T-SQL speed comparison between LEFT() vs. LIKE operator

I'm creating result paging based on first letter of certain nvarchar column and not the usual one, that usually pages on number of results.
And I'm not faced with a challenge whether to filter results using LIKE operator or equality (=) operator.
select *
from table
where name like #firstletter + '%'
vs.
select *
from table
where left(name, 1) = #firstletter
I've tried searching the net for speed comparison between the two, but it's hard to find any results, since most search results are related to LEFT JOINs and not LEFT function.
"Left" vs "Like" -- one should always use "Like" when possible where indexes are implemented because "Like" is not a function and therefore can utilize any indexes you may have on the data.

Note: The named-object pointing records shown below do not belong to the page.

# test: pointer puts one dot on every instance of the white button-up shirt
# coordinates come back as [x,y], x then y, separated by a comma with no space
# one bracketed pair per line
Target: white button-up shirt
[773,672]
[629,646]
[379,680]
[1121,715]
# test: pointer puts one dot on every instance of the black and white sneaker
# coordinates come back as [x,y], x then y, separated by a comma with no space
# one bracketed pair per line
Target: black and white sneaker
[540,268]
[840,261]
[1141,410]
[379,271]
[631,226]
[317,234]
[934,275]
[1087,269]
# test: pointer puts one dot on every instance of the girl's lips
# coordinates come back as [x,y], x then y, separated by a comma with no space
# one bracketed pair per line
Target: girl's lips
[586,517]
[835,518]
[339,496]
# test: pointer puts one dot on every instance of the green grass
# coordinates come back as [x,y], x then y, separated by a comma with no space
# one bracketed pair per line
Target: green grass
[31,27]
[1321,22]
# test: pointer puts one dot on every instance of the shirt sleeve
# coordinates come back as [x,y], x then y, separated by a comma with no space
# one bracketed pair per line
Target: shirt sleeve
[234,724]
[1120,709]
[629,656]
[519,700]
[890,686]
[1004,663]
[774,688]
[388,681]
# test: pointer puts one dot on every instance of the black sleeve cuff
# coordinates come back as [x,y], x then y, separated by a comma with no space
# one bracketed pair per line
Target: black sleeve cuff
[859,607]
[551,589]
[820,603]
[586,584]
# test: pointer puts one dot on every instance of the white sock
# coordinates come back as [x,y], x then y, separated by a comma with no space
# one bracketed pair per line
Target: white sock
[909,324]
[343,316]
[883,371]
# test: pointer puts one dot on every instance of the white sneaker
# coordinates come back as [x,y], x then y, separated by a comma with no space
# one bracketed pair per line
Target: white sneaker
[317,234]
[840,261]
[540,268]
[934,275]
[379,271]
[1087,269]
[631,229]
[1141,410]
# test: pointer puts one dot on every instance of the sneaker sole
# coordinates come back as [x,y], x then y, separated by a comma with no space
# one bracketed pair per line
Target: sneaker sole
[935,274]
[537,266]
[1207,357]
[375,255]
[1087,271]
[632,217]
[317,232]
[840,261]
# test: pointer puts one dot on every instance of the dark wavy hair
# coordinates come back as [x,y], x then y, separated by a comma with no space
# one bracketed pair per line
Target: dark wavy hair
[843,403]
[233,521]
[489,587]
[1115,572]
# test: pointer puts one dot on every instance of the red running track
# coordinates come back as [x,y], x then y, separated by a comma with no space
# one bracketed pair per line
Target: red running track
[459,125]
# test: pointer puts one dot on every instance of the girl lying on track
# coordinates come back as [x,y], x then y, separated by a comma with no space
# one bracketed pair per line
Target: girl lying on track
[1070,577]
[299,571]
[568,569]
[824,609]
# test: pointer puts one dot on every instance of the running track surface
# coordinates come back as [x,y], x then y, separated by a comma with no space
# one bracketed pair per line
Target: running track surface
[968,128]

"Left", on the other hand, is function, and therefore cannot make use of indexes. This web page describes the usage differences with some examples. What this means is SQL server has to evaluate the function for every record that's returned.
"Substring" and other similar functions are also culprits.
Your best bet would be to measure the performance on real production data rather than trying to guess (or ask us). That's because performance can sometimes depend on the data you're processing, although in this case it seems unlikely (but I don't know that, hence why you should check).
If this is a query you will be doing a lot, you should consider another (indexed) column which contains the lowercased first letter of name and have it set by an insert/update trigger.
This will, at the cost of a minimal storage increase, make this query blindingly fast:
select * from table where name_first_char_lower = #firstletter
That's because most database are read far more often than written, and this will amortise the cost of the calculation (done only for writes) across all reads.
It introduces redundant data but it's okay to do that for performance as long as you understand (and mitigate, as in this suggestion) the consequences and need the extra performance.
I had a similar question, and ran tests on both. Here is my code.
where (VOUCHER like 'PCNSF%'
or voucher like 'PCLTF%'
or VOUCHER like 'PCACH%'
or VOUCHER like 'PCWP%'
or voucher like 'PCINT%')
Returned 1434 rows in 1 min 51 seconds.
vs
where (LEFT(VOUCHER,5) = 'PCNSF'
or LEFT(VOUCHER,5)='PCLTF'
or LEFT(VOUCHER,5) = 'PCACH'
or LEFT(VOUCHER,4)='PCWP'
or LEFT (VOUCHER,5) ='PCINT')
Returned 1434 rows in 1 min 27 seconds
My data is faster with the left 5. As an aside my overall query does hit some indexes.
I would always suggest to use like operator when the search column contains index. I tested the above query in my production environment with select count(column_name) from table_name where left(column_name,3)='AAA' OR left(column_name,3)= 'ABA' OR ... up to 9 OR clauses. My count displays 7301477 records with 4 secs in left and 1 second in like i.e where column_name like 'AAA%' OR Column_Name like 'ABA%' or ... up to 9 like clauses.
Calling a function in where clause is not a best practice. Refer http://blog.sqlauthority.com/2013/03/12/sql-server-avoid-using-function-in-where-clause-scan-to-seek/
Entity Framework Core users
You can use EF.Functions.Like(columnName, searchString + "%") instead of columnName.startsWith(...) and you'll get just a LIKE function in the generated SQL instead of all this 'LEFT' craziness!
Depending upon your needs you will probably need to preprocess searchString.
See also https://github.com/aspnet/EntityFrameworkCore/issues/7429
This function isn't present in Entity Framework (non core) EntityFunctions so I'm not sure how to do it for EF6.